Review: Wolves In The Throne Room "Primordial Arcana"
Primordial Arcana is an album that flows so effortlessly between tracks that it is nearly half over by the time you realize it. The transitions, where the discordant and the serene meet, are so important to how immersive the album becomes - not only in scope, or size, or brightness, but in theme. In the second track, for example, there is a persistent plucking sound (banjo, or nylon-stringed guitar, or something I can’t place immediately) that weaves the sections together if only because it is present, and when it goes, discordance seeps in and the journey darkens. But then it returns, and the rhythm settles into a catchy groove, and the song stabilizes. But it’s not just this simple pluck, the transitions throughout the album are designed in such a way that make the path unknowingly easy for the listener.
Returning to Thrice Woven, Wolves In The Throne Room’s last full length album, the transitions were not as smooth.

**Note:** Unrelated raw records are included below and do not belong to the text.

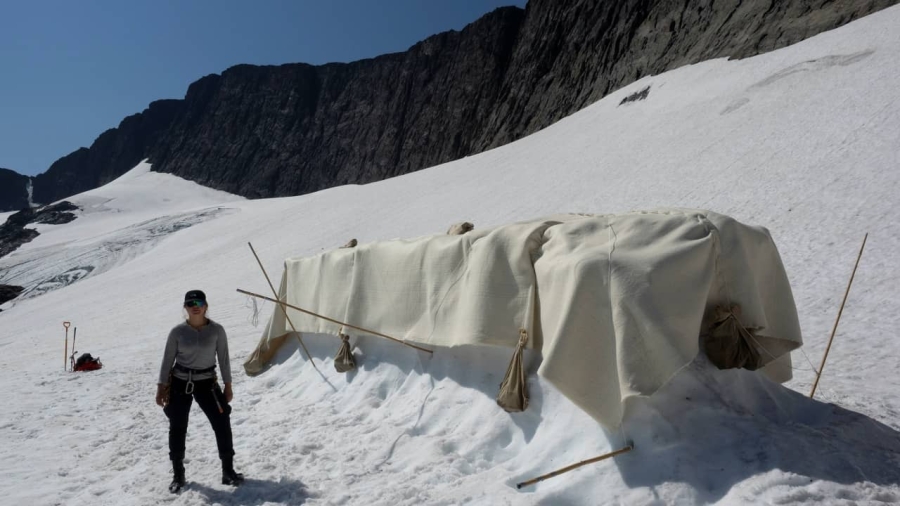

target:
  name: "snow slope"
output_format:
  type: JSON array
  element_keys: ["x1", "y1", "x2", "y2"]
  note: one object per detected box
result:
[{"x1": 0, "y1": 7, "x2": 900, "y2": 505}]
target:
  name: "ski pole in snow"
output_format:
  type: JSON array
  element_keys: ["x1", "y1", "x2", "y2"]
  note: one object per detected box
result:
[
  {"x1": 247, "y1": 242, "x2": 319, "y2": 371},
  {"x1": 69, "y1": 327, "x2": 78, "y2": 372},
  {"x1": 809, "y1": 232, "x2": 869, "y2": 399},
  {"x1": 516, "y1": 443, "x2": 634, "y2": 488},
  {"x1": 63, "y1": 322, "x2": 71, "y2": 371}
]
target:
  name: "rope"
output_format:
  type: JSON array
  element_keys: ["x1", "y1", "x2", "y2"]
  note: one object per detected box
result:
[
  {"x1": 237, "y1": 288, "x2": 434, "y2": 353},
  {"x1": 247, "y1": 242, "x2": 319, "y2": 371}
]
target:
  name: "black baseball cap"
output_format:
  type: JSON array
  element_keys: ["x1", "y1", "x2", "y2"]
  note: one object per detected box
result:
[{"x1": 184, "y1": 290, "x2": 206, "y2": 302}]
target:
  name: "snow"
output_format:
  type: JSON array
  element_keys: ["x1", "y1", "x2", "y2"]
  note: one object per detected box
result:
[{"x1": 0, "y1": 7, "x2": 900, "y2": 505}]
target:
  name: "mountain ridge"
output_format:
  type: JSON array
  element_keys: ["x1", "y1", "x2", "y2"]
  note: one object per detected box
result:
[{"x1": 8, "y1": 0, "x2": 896, "y2": 208}]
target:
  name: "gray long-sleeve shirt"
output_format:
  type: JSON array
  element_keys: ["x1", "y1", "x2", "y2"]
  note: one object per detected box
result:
[{"x1": 159, "y1": 319, "x2": 231, "y2": 384}]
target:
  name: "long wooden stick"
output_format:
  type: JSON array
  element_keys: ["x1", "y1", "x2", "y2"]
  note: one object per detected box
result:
[
  {"x1": 247, "y1": 242, "x2": 319, "y2": 371},
  {"x1": 809, "y1": 232, "x2": 869, "y2": 399},
  {"x1": 237, "y1": 288, "x2": 434, "y2": 353},
  {"x1": 516, "y1": 445, "x2": 634, "y2": 488}
]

They weren’t bad or wrong or incredibly jarring, but it definitely felt like the precise cohesion of Primordial Arcana (especially when you compare a track like “Spirit of Lightning” to “Born From The Serpents Eye,” which I feel are similar in structure and epic scope). They feel blunt and shocking, as if the discordance between the brutal and trashing blast beat segments were at war with the quiet, slower sections. This is not a problem, but a key difference that struck me as I travelled between the albums.

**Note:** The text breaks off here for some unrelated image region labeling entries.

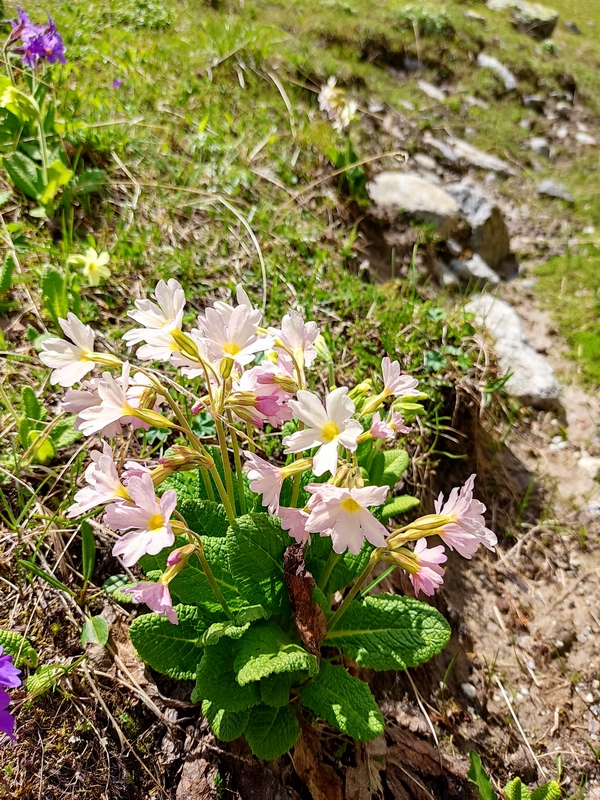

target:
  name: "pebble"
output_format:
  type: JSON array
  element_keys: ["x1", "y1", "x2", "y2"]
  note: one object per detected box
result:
[{"x1": 460, "y1": 683, "x2": 477, "y2": 700}]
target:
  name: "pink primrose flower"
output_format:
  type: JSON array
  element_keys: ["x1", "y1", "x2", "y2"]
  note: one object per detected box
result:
[
  {"x1": 435, "y1": 475, "x2": 498, "y2": 558},
  {"x1": 306, "y1": 483, "x2": 388, "y2": 555},
  {"x1": 283, "y1": 386, "x2": 363, "y2": 475},
  {"x1": 104, "y1": 475, "x2": 177, "y2": 567},
  {"x1": 123, "y1": 581, "x2": 179, "y2": 625},
  {"x1": 409, "y1": 539, "x2": 448, "y2": 597}
]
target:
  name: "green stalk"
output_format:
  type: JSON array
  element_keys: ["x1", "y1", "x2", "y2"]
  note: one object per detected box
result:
[
  {"x1": 327, "y1": 550, "x2": 379, "y2": 633},
  {"x1": 196, "y1": 548, "x2": 233, "y2": 619},
  {"x1": 227, "y1": 411, "x2": 246, "y2": 514},
  {"x1": 214, "y1": 415, "x2": 235, "y2": 516},
  {"x1": 317, "y1": 550, "x2": 342, "y2": 592}
]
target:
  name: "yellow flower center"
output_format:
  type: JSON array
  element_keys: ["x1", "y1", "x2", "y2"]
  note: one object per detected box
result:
[
  {"x1": 148, "y1": 514, "x2": 165, "y2": 531},
  {"x1": 341, "y1": 497, "x2": 361, "y2": 514},
  {"x1": 321, "y1": 422, "x2": 340, "y2": 442}
]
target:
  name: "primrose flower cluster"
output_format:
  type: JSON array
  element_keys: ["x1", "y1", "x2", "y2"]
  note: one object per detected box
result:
[
  {"x1": 40, "y1": 278, "x2": 496, "y2": 624},
  {"x1": 5, "y1": 8, "x2": 66, "y2": 69}
]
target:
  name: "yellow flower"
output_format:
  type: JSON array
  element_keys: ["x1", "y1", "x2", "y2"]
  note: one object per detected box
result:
[{"x1": 68, "y1": 247, "x2": 110, "y2": 286}]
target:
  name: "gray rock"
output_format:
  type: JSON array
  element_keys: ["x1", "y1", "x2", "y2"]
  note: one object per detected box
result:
[
  {"x1": 575, "y1": 131, "x2": 596, "y2": 145},
  {"x1": 452, "y1": 139, "x2": 517, "y2": 175},
  {"x1": 536, "y1": 178, "x2": 575, "y2": 203},
  {"x1": 367, "y1": 170, "x2": 460, "y2": 236},
  {"x1": 523, "y1": 94, "x2": 546, "y2": 114},
  {"x1": 529, "y1": 136, "x2": 550, "y2": 158},
  {"x1": 465, "y1": 293, "x2": 560, "y2": 409},
  {"x1": 450, "y1": 253, "x2": 500, "y2": 285},
  {"x1": 477, "y1": 53, "x2": 518, "y2": 92},
  {"x1": 487, "y1": 0, "x2": 558, "y2": 39},
  {"x1": 417, "y1": 81, "x2": 446, "y2": 103},
  {"x1": 445, "y1": 183, "x2": 510, "y2": 270}
]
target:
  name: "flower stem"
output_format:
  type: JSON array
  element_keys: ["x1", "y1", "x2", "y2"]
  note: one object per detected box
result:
[
  {"x1": 327, "y1": 550, "x2": 379, "y2": 633},
  {"x1": 227, "y1": 411, "x2": 246, "y2": 514},
  {"x1": 196, "y1": 547, "x2": 233, "y2": 619},
  {"x1": 214, "y1": 415, "x2": 235, "y2": 516},
  {"x1": 317, "y1": 550, "x2": 342, "y2": 592}
]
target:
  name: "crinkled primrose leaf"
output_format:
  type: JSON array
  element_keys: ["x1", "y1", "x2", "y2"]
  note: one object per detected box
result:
[
  {"x1": 129, "y1": 605, "x2": 209, "y2": 680},
  {"x1": 300, "y1": 662, "x2": 385, "y2": 742},
  {"x1": 324, "y1": 594, "x2": 450, "y2": 670}
]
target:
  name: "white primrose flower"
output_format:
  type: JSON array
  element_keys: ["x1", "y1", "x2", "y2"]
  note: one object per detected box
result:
[
  {"x1": 67, "y1": 442, "x2": 129, "y2": 519},
  {"x1": 78, "y1": 361, "x2": 135, "y2": 436},
  {"x1": 104, "y1": 474, "x2": 177, "y2": 567},
  {"x1": 269, "y1": 311, "x2": 319, "y2": 367},
  {"x1": 283, "y1": 386, "x2": 363, "y2": 475},
  {"x1": 198, "y1": 305, "x2": 273, "y2": 367},
  {"x1": 40, "y1": 312, "x2": 96, "y2": 388},
  {"x1": 123, "y1": 278, "x2": 185, "y2": 346},
  {"x1": 305, "y1": 483, "x2": 388, "y2": 555}
]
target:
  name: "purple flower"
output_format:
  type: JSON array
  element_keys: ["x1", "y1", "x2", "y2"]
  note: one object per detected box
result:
[
  {"x1": 9, "y1": 8, "x2": 66, "y2": 69},
  {"x1": 0, "y1": 645, "x2": 21, "y2": 741}
]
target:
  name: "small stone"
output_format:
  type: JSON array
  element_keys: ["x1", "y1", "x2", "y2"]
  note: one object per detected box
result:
[
  {"x1": 529, "y1": 136, "x2": 550, "y2": 158},
  {"x1": 450, "y1": 253, "x2": 500, "y2": 285},
  {"x1": 575, "y1": 131, "x2": 596, "y2": 145},
  {"x1": 417, "y1": 81, "x2": 446, "y2": 103},
  {"x1": 465, "y1": 293, "x2": 560, "y2": 409},
  {"x1": 536, "y1": 179, "x2": 575, "y2": 203},
  {"x1": 446, "y1": 181, "x2": 510, "y2": 277},
  {"x1": 460, "y1": 683, "x2": 477, "y2": 700},
  {"x1": 523, "y1": 94, "x2": 546, "y2": 114},
  {"x1": 367, "y1": 170, "x2": 460, "y2": 236},
  {"x1": 577, "y1": 456, "x2": 600, "y2": 480},
  {"x1": 477, "y1": 53, "x2": 518, "y2": 92}
]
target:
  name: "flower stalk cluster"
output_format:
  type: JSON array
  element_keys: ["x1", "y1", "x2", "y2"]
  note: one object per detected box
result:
[{"x1": 41, "y1": 279, "x2": 496, "y2": 623}]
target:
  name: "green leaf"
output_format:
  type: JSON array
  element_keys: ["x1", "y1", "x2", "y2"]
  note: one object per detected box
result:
[
  {"x1": 178, "y1": 498, "x2": 229, "y2": 537},
  {"x1": 50, "y1": 414, "x2": 82, "y2": 450},
  {"x1": 40, "y1": 266, "x2": 69, "y2": 328},
  {"x1": 260, "y1": 672, "x2": 292, "y2": 708},
  {"x1": 226, "y1": 514, "x2": 290, "y2": 613},
  {"x1": 245, "y1": 704, "x2": 300, "y2": 761},
  {"x1": 300, "y1": 661, "x2": 385, "y2": 742},
  {"x1": 531, "y1": 781, "x2": 562, "y2": 800},
  {"x1": 0, "y1": 253, "x2": 15, "y2": 294},
  {"x1": 380, "y1": 494, "x2": 419, "y2": 522},
  {"x1": 102, "y1": 575, "x2": 135, "y2": 603},
  {"x1": 25, "y1": 664, "x2": 69, "y2": 697},
  {"x1": 17, "y1": 559, "x2": 75, "y2": 597},
  {"x1": 129, "y1": 605, "x2": 208, "y2": 680},
  {"x1": 170, "y1": 536, "x2": 246, "y2": 613},
  {"x1": 0, "y1": 630, "x2": 39, "y2": 667},
  {"x1": 2, "y1": 151, "x2": 43, "y2": 200},
  {"x1": 81, "y1": 617, "x2": 109, "y2": 647},
  {"x1": 233, "y1": 622, "x2": 319, "y2": 686},
  {"x1": 201, "y1": 620, "x2": 250, "y2": 647},
  {"x1": 467, "y1": 750, "x2": 498, "y2": 800},
  {"x1": 81, "y1": 520, "x2": 96, "y2": 581},
  {"x1": 40, "y1": 158, "x2": 75, "y2": 205},
  {"x1": 21, "y1": 386, "x2": 46, "y2": 422},
  {"x1": 504, "y1": 780, "x2": 532, "y2": 800},
  {"x1": 305, "y1": 536, "x2": 373, "y2": 595},
  {"x1": 202, "y1": 700, "x2": 250, "y2": 742},
  {"x1": 369, "y1": 450, "x2": 410, "y2": 489},
  {"x1": 325, "y1": 594, "x2": 450, "y2": 670},
  {"x1": 192, "y1": 636, "x2": 260, "y2": 711}
]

The mixing (including sound and tone design), which the band took on entirely in their own studio for the first time, is so much clearer than previous releases. There is a classic feel to some of the instrument intonations, especially in tracks like “Masters of Rain and Storm,” where the synthesizers remind of early For All Tid by Dimmu Borgir (still one of my favorite and most frequently returned to albums), or on “Primal Chasm (Gift of Fire),” where a catchy, thrashy guitar riff is purpose-built for headbanging for hours. Throughout many segments of the album, which I grew to see as many movements in the same palette, I was amazed by how much space and diversity there was in the mix. It’s huge, but also clear. Each track feels like it grew from the bones of what came before it, but is still entirely in it’s own carve out on the album.
Kody Keyworth, who has been in the band for a while but is not often involved in the writing process from the start of an album, brings a large amount of influence to the overall cosmic feel to the album. The energy is different - not only in the transitions and the mixing, which play a big role I’m sure, but in the way the synthesizers and other elements are fronted in the composition. Celestite, from 2014, was primarily a dungeon synth album from Wolves In The Throne Room, but for me Primordial Arcana is the full picture for how those interests and ideas can be integrated into something that feels classically beautiful in the way For All Tid does, or Il Etait Une Forêt… by Gris.

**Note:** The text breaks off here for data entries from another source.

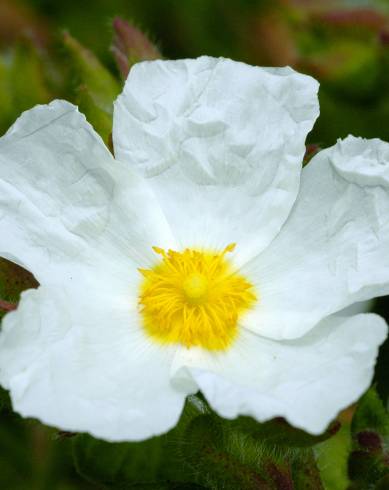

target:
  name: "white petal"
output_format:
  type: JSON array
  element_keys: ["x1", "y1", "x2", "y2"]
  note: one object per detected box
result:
[
  {"x1": 113, "y1": 57, "x2": 319, "y2": 262},
  {"x1": 0, "y1": 101, "x2": 174, "y2": 282},
  {"x1": 0, "y1": 287, "x2": 188, "y2": 441},
  {"x1": 176, "y1": 314, "x2": 387, "y2": 434},
  {"x1": 243, "y1": 137, "x2": 389, "y2": 338}
]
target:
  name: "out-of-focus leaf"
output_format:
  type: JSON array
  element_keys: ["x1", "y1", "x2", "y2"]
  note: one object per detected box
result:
[
  {"x1": 348, "y1": 388, "x2": 389, "y2": 490},
  {"x1": 72, "y1": 400, "x2": 206, "y2": 489},
  {"x1": 10, "y1": 40, "x2": 52, "y2": 118},
  {"x1": 226, "y1": 417, "x2": 340, "y2": 448},
  {"x1": 314, "y1": 422, "x2": 351, "y2": 490},
  {"x1": 111, "y1": 17, "x2": 162, "y2": 78},
  {"x1": 0, "y1": 257, "x2": 38, "y2": 320},
  {"x1": 183, "y1": 414, "x2": 323, "y2": 490},
  {"x1": 63, "y1": 33, "x2": 120, "y2": 143}
]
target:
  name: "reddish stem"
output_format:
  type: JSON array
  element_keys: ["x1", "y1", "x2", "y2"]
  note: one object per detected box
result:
[{"x1": 0, "y1": 299, "x2": 17, "y2": 311}]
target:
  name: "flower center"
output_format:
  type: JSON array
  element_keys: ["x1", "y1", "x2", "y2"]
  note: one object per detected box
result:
[{"x1": 139, "y1": 244, "x2": 257, "y2": 350}]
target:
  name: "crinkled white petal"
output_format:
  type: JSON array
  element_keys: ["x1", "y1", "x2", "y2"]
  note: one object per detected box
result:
[
  {"x1": 242, "y1": 136, "x2": 389, "y2": 338},
  {"x1": 0, "y1": 285, "x2": 188, "y2": 441},
  {"x1": 113, "y1": 57, "x2": 319, "y2": 263},
  {"x1": 0, "y1": 101, "x2": 175, "y2": 283},
  {"x1": 172, "y1": 314, "x2": 387, "y2": 434}
]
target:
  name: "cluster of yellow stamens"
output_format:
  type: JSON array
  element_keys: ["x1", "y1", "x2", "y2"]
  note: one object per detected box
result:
[{"x1": 139, "y1": 244, "x2": 256, "y2": 350}]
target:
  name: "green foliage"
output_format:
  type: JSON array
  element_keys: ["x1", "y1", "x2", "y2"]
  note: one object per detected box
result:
[
  {"x1": 348, "y1": 388, "x2": 389, "y2": 490},
  {"x1": 0, "y1": 39, "x2": 52, "y2": 134},
  {"x1": 0, "y1": 0, "x2": 389, "y2": 490},
  {"x1": 63, "y1": 33, "x2": 120, "y2": 144}
]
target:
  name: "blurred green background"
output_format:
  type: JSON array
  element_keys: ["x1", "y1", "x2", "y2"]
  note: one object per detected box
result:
[{"x1": 0, "y1": 0, "x2": 389, "y2": 490}]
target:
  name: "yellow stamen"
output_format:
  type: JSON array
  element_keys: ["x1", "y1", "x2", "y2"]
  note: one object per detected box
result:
[{"x1": 139, "y1": 244, "x2": 257, "y2": 350}]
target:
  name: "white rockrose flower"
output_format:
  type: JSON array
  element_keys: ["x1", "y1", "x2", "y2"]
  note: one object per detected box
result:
[{"x1": 0, "y1": 57, "x2": 389, "y2": 441}]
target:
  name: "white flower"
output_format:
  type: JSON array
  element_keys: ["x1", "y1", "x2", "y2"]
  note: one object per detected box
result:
[{"x1": 0, "y1": 57, "x2": 389, "y2": 441}]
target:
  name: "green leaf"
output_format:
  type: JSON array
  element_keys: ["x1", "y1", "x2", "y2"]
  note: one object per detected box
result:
[
  {"x1": 348, "y1": 388, "x2": 389, "y2": 490},
  {"x1": 63, "y1": 33, "x2": 120, "y2": 143},
  {"x1": 351, "y1": 388, "x2": 389, "y2": 437},
  {"x1": 112, "y1": 17, "x2": 162, "y2": 78},
  {"x1": 314, "y1": 422, "x2": 351, "y2": 490},
  {"x1": 73, "y1": 397, "x2": 203, "y2": 489},
  {"x1": 183, "y1": 414, "x2": 323, "y2": 490},
  {"x1": 9, "y1": 41, "x2": 52, "y2": 115},
  {"x1": 0, "y1": 257, "x2": 38, "y2": 320}
]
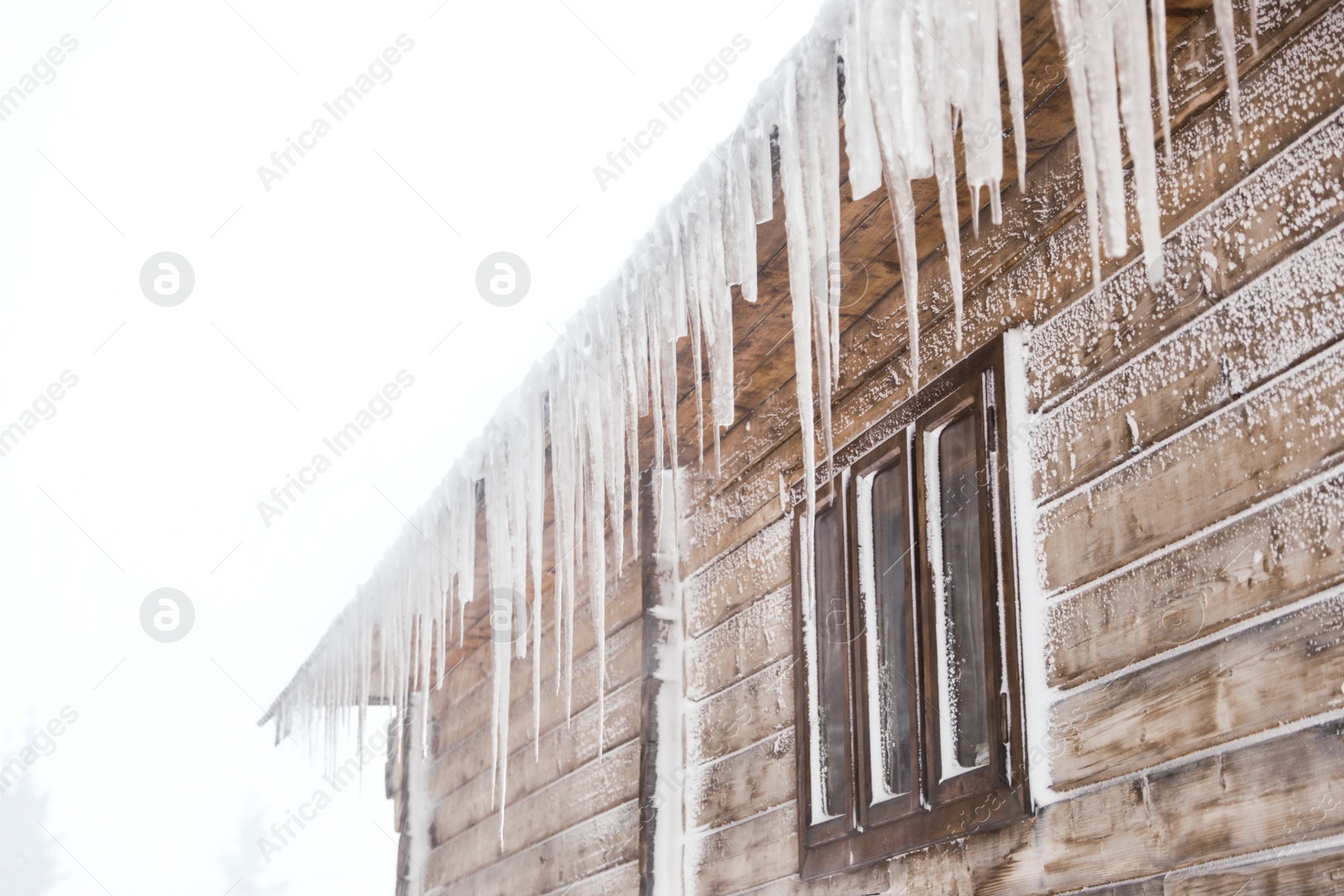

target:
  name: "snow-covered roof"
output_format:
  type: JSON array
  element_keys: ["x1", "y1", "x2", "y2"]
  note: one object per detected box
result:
[{"x1": 260, "y1": 0, "x2": 1236, "y2": 827}]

So often new Black Metal falls into a compositional rut, especially in the DSBM space that I often find myself drawn to, where the riffs go on forever. There’s a special kind of conceptual and physical suffering that is meant to be implied - the riff is so brutal that it must go on until the point you just can’t fucking stand it anymore, and then the track breaks into the halftime beat and it’s epic. This often works, but when you listen to as much black metal as I do, it gets very exhausting. Primordial Arcana does a lot of work to make sure this never happens. By varying the compositions and by keeping each section only as long as it is needed, the songs move with emotion and character - they rise further than you think they can, but they also fall quickly into silence. A guitar heavy, blasting section will often transition into something bigger and more melodic without losing its fierceness.
In “Masters of Rain and Storm,” which is immediately furious, there is a change about every 30 seconds (even if it is small), until the first real breakdown happens at two minutes. Everything falls away and is built back again slowly. Big crashes. Guitar riff. Nice Bass line. Then, when the double bass comes back things fall away again and the synth takes over. There is almost no guitar at all. It’s very quiet. But no energy is lost! It’s wild. Yet, it feels cohesive, even when the neofolk-esque acoustic guitar takes the forefront at the sixth minute, and again things fall away into a cavernous stillness. It feels like one emotional stake in the earth built up around this album.
This emotionality is key to what makes the album feel like it fits within the Cascadian Black Metal sub genre, where the post-metal and shoegaze influences bring space and diversity, and allow the album to expand further. Ritualistic Black Metal, Dungeon Synth, Cascadian Black Metal, whatever it is, I love it. It will always core me out and bring me back to life. The album ends with an instrumental track, “Eostre,” where the running water leads us out of the forest, into the mountains, and further on our journey, away.
In the “Wolves In The Throne Room recommends” section of the Bandcamp page, is Bell Witch’s Mirror Reaper. A perfect pairing for anyone new to either band.
Primordial Arcana is out now on Relapse Records.